10. Ghost in the Shell / Ghost in the Shell 2 Innocence (1995) Kokaku kidotai /Inosensu: Kokaku kidotai directed by Mamoru Oshii. What is life? What is our soul? What makes us US? In a future where cybernetic implants can replace any human organs including the brains. the GHOST refers to what we call personality, or soul, and the SHELL is merely our body. I like the Ghost in the Shell movies the best of the adult list, because they are serious movies that are not only entertaining, but very philisophical, and examine issues about what it means to live and to be alive and what is life. While the movies are supposedely just about the exploits of Section 9, a top secret Japanese government unit assigned to cyber crimes, it is also an excuse to explore these greater topics. Kind of an anime Blade Runner with its themes about replicants and humans and who deserves life, I really enjoyed the Ghost in the Shell movies on many levels. I would also restate that the TV series is outstanding from its title songs to its 16 x 9 format.

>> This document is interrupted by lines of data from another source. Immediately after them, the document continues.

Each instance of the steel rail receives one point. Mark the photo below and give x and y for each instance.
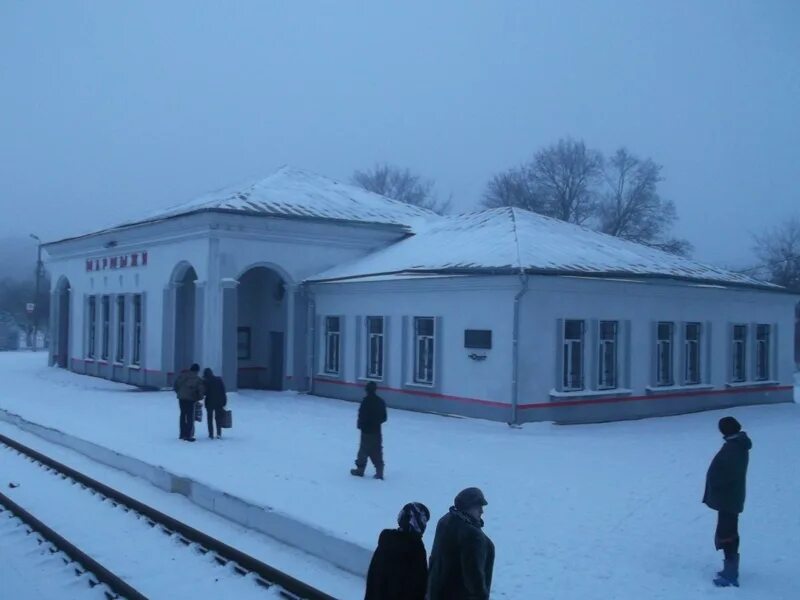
(268, 575)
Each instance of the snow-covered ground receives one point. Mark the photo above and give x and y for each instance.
(580, 512)
(28, 571)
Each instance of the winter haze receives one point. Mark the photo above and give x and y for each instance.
(111, 110)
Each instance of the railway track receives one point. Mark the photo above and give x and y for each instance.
(205, 555)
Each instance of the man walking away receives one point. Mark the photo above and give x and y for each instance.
(371, 415)
(399, 567)
(216, 399)
(725, 492)
(189, 388)
(462, 558)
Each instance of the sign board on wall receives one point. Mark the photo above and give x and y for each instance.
(122, 261)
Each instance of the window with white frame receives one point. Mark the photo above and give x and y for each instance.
(91, 349)
(691, 353)
(333, 338)
(739, 354)
(120, 354)
(763, 338)
(664, 350)
(374, 332)
(136, 356)
(572, 368)
(105, 307)
(424, 346)
(607, 362)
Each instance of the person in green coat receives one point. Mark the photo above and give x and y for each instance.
(726, 483)
(462, 558)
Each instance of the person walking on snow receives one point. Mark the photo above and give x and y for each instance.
(462, 558)
(371, 415)
(216, 399)
(189, 388)
(399, 567)
(725, 492)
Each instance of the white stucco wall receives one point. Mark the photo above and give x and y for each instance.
(643, 304)
(461, 303)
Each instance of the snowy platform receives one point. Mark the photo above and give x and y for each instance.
(600, 511)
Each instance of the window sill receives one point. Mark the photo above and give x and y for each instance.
(331, 376)
(741, 384)
(655, 389)
(591, 393)
(419, 386)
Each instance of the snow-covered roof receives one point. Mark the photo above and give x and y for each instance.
(294, 192)
(515, 240)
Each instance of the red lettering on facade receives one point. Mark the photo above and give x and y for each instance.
(134, 259)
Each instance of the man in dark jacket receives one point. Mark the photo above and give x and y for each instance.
(725, 492)
(189, 388)
(399, 567)
(216, 399)
(371, 415)
(462, 558)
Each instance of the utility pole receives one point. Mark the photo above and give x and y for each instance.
(38, 288)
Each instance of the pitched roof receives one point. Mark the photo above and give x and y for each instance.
(515, 240)
(297, 193)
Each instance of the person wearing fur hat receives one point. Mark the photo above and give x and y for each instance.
(462, 558)
(725, 493)
(399, 567)
(371, 415)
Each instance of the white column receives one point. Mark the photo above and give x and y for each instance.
(229, 323)
(291, 298)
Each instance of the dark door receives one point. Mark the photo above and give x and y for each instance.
(63, 329)
(276, 360)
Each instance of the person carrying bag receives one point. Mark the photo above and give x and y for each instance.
(216, 399)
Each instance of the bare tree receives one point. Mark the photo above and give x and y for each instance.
(564, 176)
(778, 250)
(631, 207)
(558, 182)
(513, 188)
(401, 184)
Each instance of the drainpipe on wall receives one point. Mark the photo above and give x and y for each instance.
(515, 351)
(312, 320)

Update: After recommendation I saw Grave of the Fireflies (Hotaru no haka 1988) directed by Isao Takahata. I have to say I was deeply moved. I watched it with my son, and we both thought the film was outstanding. My son, although ten, immediately caught the symbolism at the beginning when the young boy and his sister were shown in deep red, while everyone else was in natural colors. Although I let my ten year old watch it, I think the film would be rated PG-13 if it wasn't unrated. It follows the boy and his little sister in WWII Japan making their way to survive in the middle of devasting airraids. Just so you know, the film begins with September 21st 1945, that was the night I died. It's sad and depressing, but also deeply moving. I would have placed this film on my list had I seen it.